Sometimes life takes you places you don't want to go... Example I had to drive all over your neighbourhood for work today, and as expected it felt like a good gut punch. The problem with someone who made you happy is what your left with when they go... The opposite of happy. You really filled me with so much joy at one point I got comfortable and decided to stay, even when the joy started to fade. I thought this was it and we were in it for the long haul, I never imagined us ending, but it did and now I miss it so much. But even though I'm missing you so bad I feel it in my bones, I still can't see us back together. I think deep down I know this is right, which may be the only reason I haven't begged you to stay.. But I'm still tempted. I want an early Friday night and a lazy Saturday morning. I miss when you would give me the chance to do something I had never done before, and love me like I hadn't been loved before. I was finally ready for my first love and first real dates, and so many more firsts. I hope you know how appreciated so many of those moments were for me and how sad I am to not have those anymore.

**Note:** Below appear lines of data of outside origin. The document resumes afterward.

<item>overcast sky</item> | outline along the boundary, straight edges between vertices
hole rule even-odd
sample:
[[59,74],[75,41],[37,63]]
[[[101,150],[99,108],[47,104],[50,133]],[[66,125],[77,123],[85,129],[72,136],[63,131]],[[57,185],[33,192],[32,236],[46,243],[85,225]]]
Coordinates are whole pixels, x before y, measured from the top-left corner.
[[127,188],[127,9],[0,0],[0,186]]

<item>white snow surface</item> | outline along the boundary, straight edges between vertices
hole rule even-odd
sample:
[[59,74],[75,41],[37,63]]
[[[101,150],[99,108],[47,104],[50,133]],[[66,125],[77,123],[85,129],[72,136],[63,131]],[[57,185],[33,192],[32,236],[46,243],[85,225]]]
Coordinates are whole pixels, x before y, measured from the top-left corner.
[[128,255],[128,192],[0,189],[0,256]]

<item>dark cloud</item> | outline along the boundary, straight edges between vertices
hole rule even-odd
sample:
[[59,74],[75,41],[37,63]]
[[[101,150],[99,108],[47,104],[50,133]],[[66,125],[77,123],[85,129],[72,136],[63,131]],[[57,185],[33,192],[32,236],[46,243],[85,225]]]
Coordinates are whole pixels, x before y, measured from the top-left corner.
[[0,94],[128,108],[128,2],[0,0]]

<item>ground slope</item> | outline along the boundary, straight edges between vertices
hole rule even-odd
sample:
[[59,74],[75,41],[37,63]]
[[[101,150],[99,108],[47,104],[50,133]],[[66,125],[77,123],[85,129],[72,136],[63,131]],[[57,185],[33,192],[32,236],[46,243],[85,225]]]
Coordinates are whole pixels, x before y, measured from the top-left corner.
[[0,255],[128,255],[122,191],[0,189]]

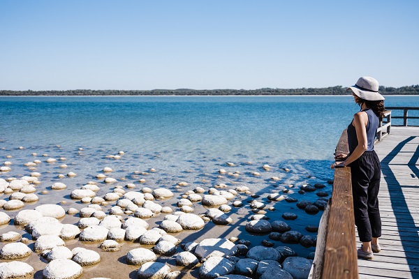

But I also hope you know being good to me doesn't mean I owe you, you are above me, or I have to agree with all you say and do. I tried to be someone you could see yourself with but that may never be enough, and I wouldn't be able to be true to myself. Yet still a part of me wants to have no shame and find a way back into your arms, and that bitch keeps fighting my dignity and self control.
So I write, I cry, and tell myself all the reasons we can't be together. Then do it all again in a few days when I feel worn out and beaten down. But it's hard, and I miss you. I'm scared to go on alone and start over, but apparently if it scares you its one of those things in life you should do, a leap of faith or whatever. Wish me luck.